The Machine Tagging and Computer Vision group started out by investigating the effectiveness of some available demo versions of automated tagging services, which meant relying on the default models that these services had been trained on and seeing whether or not they proved to be useful. We attempted to put together a fairly comprehensive test set of images from the State Library of New South Wales’ Tribune collection to run through four programs, one of which being Imagga, and note the results.
The Imagga API is described as a set of image understanding and analysis technologies available as a web service, allowing users to automate the process of analysing, organising and searching through large collections of unstructured images, which is an issue we’re trying to address as part of our class project.
Imagga provides reasonably thorough and easy to use demos which are accessible to the public without any sign-up requirements. They include options regarding the automated tagging, categorisation, colour extraction, cropping and content moderation of image collections. It should be noted that Imagga is lacking the facial detection component included in some of the other services we tested. For the purposes of this exercise, only the automated-tagging service was trialed.
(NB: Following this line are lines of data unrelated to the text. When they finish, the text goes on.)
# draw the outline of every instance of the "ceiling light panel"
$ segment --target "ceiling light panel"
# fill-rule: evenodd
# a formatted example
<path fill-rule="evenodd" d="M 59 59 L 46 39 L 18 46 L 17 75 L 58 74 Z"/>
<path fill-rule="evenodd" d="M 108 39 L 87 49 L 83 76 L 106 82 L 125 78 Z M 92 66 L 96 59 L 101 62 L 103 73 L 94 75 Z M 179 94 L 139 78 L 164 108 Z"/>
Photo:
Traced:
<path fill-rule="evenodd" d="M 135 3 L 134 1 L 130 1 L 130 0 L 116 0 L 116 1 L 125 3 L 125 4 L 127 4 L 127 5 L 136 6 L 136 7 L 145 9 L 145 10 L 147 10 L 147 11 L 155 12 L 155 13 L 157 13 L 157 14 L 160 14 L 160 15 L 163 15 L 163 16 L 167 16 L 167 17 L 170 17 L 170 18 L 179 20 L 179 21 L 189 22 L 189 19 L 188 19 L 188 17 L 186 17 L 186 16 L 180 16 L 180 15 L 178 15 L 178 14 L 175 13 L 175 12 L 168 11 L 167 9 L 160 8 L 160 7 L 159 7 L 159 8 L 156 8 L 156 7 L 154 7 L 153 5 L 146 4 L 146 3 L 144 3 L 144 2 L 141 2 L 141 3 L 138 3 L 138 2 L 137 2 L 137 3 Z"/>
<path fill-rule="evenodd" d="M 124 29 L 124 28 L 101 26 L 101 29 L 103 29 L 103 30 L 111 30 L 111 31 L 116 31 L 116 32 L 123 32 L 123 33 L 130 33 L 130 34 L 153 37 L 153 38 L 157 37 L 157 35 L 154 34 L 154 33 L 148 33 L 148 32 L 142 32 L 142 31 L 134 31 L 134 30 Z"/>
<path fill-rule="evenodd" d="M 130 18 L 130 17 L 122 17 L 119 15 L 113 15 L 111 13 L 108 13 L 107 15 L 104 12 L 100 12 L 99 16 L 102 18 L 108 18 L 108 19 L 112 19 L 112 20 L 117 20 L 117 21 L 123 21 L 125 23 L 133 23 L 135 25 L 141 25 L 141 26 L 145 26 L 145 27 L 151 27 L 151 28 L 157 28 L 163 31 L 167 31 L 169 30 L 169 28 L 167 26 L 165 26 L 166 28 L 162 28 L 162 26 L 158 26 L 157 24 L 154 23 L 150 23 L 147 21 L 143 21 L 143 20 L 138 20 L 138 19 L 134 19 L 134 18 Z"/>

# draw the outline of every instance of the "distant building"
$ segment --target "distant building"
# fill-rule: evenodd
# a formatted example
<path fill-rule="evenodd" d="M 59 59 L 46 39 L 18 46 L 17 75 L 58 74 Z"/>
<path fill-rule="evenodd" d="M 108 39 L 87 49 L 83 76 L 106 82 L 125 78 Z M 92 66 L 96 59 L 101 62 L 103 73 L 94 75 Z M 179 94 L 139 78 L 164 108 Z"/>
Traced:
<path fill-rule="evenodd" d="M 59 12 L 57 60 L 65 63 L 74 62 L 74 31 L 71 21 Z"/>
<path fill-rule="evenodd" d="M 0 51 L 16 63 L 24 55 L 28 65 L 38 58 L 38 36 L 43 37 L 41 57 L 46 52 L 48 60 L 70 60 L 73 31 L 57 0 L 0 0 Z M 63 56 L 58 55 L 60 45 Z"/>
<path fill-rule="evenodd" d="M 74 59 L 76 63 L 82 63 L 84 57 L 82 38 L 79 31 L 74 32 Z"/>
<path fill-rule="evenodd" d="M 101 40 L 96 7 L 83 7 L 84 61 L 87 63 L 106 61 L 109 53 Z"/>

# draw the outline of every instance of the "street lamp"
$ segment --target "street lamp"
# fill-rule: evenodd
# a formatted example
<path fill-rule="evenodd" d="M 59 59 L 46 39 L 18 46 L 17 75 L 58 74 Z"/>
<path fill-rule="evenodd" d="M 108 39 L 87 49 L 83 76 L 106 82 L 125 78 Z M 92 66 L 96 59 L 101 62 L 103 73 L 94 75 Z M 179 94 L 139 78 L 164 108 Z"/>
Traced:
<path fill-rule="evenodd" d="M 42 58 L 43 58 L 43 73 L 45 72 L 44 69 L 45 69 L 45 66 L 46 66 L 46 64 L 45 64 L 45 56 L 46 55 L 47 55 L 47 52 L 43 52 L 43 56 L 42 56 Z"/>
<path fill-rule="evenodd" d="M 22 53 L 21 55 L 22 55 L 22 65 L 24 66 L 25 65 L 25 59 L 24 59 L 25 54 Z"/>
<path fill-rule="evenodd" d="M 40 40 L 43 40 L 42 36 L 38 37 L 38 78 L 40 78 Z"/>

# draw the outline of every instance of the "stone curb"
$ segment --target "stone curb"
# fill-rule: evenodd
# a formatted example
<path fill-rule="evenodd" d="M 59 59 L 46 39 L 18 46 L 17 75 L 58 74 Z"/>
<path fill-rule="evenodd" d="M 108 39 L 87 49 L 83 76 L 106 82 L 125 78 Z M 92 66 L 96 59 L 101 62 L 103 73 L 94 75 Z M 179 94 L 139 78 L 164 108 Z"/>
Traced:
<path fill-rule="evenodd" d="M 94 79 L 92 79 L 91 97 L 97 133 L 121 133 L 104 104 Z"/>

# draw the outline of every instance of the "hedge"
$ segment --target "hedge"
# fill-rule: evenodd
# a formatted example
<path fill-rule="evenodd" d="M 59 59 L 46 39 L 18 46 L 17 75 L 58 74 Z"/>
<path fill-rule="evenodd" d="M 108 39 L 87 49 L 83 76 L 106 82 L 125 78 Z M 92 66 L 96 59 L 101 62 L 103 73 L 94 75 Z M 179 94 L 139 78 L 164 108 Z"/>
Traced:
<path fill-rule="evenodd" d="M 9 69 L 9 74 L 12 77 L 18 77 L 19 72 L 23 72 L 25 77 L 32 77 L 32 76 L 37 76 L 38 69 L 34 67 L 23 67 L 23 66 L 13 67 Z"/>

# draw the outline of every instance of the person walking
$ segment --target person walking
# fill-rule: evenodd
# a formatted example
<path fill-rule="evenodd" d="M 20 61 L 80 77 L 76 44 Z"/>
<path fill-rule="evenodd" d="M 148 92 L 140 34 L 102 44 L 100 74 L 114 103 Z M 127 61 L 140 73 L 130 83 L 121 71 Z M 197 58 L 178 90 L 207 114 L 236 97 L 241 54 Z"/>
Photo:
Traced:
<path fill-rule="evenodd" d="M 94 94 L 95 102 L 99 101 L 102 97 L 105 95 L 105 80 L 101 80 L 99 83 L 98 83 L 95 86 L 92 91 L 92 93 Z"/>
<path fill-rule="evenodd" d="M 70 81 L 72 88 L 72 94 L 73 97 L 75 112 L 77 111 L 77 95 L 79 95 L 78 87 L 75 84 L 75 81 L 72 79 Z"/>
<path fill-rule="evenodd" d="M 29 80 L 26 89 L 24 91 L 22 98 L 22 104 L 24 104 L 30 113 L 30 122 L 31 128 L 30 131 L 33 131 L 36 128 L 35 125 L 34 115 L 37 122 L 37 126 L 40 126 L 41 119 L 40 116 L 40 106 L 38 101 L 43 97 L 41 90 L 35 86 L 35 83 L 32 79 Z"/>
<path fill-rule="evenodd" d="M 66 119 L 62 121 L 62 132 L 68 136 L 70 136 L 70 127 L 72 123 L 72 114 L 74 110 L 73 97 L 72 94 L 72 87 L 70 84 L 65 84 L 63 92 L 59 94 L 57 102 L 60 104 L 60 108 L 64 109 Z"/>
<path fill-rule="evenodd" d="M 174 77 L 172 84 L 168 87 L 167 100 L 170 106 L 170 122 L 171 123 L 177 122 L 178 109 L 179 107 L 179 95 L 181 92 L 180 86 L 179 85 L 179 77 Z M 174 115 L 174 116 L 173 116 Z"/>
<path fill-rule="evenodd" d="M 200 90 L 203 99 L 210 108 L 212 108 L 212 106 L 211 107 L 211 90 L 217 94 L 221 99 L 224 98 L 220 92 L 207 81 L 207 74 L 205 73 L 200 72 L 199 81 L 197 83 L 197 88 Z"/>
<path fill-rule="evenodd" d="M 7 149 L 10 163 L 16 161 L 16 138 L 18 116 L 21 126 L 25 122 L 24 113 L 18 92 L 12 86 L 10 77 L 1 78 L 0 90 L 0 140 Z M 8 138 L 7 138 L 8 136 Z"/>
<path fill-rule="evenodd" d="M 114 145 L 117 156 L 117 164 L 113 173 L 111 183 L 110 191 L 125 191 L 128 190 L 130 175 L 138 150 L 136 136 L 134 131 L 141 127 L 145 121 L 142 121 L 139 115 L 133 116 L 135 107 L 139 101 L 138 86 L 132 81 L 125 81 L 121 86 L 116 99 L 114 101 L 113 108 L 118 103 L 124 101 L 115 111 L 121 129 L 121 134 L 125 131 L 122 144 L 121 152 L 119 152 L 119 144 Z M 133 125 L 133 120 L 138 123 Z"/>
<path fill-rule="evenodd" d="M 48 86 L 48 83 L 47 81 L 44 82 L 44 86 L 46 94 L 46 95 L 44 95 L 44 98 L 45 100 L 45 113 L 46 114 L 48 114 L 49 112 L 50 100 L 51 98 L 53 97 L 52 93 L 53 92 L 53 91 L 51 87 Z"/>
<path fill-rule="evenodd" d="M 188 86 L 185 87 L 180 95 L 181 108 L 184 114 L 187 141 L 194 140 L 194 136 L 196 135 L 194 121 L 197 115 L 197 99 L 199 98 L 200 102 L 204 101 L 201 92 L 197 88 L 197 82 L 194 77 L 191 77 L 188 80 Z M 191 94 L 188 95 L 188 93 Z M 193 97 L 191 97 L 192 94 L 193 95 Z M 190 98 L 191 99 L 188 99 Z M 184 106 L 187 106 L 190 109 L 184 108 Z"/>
Returned is a list of many automatically suggested tags (the exact number varies depending on the image) with a confidence percentage assigned to each. The tags generated may be an object, colour, concept, and so on. The results can be viewed in full here: Machine Tagging and Computer Vision – Imagga Results.
While the huge amount of tags may seem promising at first, a closer look at the suggestions reveals that there is a lot of repetition and conflict (both ‘city’ and ‘rural’,’ transportation’ and ‘transport’, ‘child’ and ‘adult’, ‘elderly’ and ‘old-timer’). Although Imagga doesn’t return as many of the more redundant and predictable tags that some of the other services generated, it’s going to the other extreme with some very obscure and specific results, which is interesting. Things such as ‘planetarium’, ‘shower cap’, ‘chemical’, ‘shoe shop’ for perfectly standard images of meetings. Protest images resulted in concepts such as ‘jigsaw puzzle’, ‘shopping cart’, ‘cobweb’ and ‘earthenware’ – often receiving a high confidence percentage. Ultimately, we can’t really know what is being ‘seen’ as the computer analyses the images, though I found myself wanting to know.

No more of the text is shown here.